New CEO Michel Landel (the former head of US operations who succeeded company founder Pierre Bellon) recently talked about how "many multinational clients see beyond moving offshore, to bulk purchasing at a continental, or even a worldwide, level," and the opportunities that trend presents to a global multiservices provider like Sodexho.
He added that worldwide growth in the B&I sector overall has averaged 1.5% annually since 2002, with growth expected to uptick slightly to around 2% over the next few years. "Last year [i.e., 2003-04], neither ours nor our main competitors' market shares varied more than 1%," he noted. " However, our multiservice activity has great potential—twice that of foodservice."
Compass: Betting on Brands
It is a strategy Aramark also seems to be pursuing, while Compass has concentrated almost exclusively on foodservice. While it manages some non-food-related services, especially in its remote sites/offshore operations where offering a comprehensive bundle of services is fiscally necessary, Compass has pursued a strategy of being a provider of an array of foodservice brands that meet different needs in different sectors, markets and circumstances.
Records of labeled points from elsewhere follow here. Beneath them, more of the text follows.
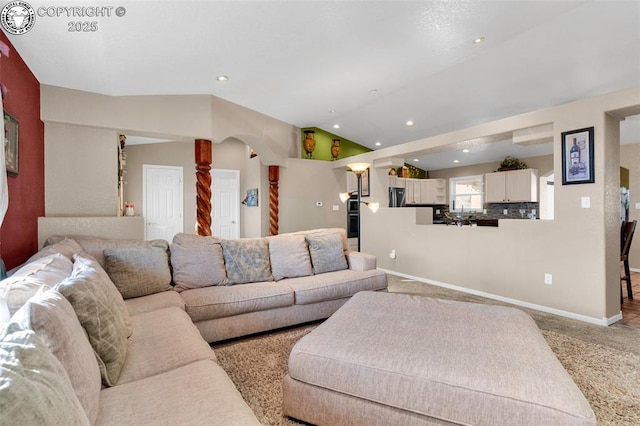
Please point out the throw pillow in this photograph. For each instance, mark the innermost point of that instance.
(197, 266)
(34, 387)
(138, 271)
(26, 281)
(326, 252)
(289, 256)
(194, 240)
(53, 319)
(96, 302)
(247, 260)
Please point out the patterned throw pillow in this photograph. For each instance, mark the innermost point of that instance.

More recently, the company has turned more attention to expanding its non-food services, says company spokesman Paul Kelly. "The provision of support services to clients not just in the offshore and remote sites sector but also in healthcare and B&I has been growing steadily in recent years and we see this trend continuing," he notes. "We are seeing clients looking to bundle certain services such as foodservice, cleaning and reception together and we are responding to this where it makes economic sense for the client and good business sense for Compass."
Like the other two major multinationals, Compass has been bolstered by growth in the North American market, where likefor-like (i.e., excluding currency and acquisition-related factors) sales growth was 12% in the first six months of the company's 2005 fiscal year, which ended September 30. Also posting positive gains were the UK, Far East and Latin American units, while Continental Europe lagged with a minimal 2% like-for-like increase.
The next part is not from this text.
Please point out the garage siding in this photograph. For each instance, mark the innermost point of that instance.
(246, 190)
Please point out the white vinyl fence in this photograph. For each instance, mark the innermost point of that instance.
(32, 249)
If there's a criticism of Compass, it is that it does not seem to deliver the sort of global bottom-line results that might be expected from a company in its position. Analysts note that Compass seems to invest large amounts of capital into its contracts, emphasizing growth over cash generation. The company implicitly has acknowledged this and has been undertaking a review of its operations to ferret out inefficiencies, especially in procurement.
The effort backfired in part about a year ago, when a UK distributor with which Compass had developed a tight partnership ran into financial difficulties after being squeezed too hard. Compass had to sink cash into repairing the damage. The incident helped send the company's stock down by almost a quarter of its value and led to the announcement earlier this year that company founder Francis Mackay would leave his post as chairman in 2006.
Then, just last month, a warning following close of the company's 2005 fiscal year that operating profit would be down significantly from 2004 not only sent Compass stock diving again but triggered the resignation of CEO Michael Bailey (Bailey apparently will stay on until the new chairman, Sir Roy Gardner, joins the company next year). Compass also confirmed rumors that it will sell off its Select Service Partner travel concessions unit in order to raise cash and focus on its core business.
The troubles at Compass may present an opportunity for competitors to gain market share. However, analysts emphasize that in the global foodservice arena, Compass remains a formidable presence, with enviable market share and worldwide penetration. Also, its brand-focused approach to the market seems to be in line with global foodservice trends that increasingly emphasize retail-style delivery systems.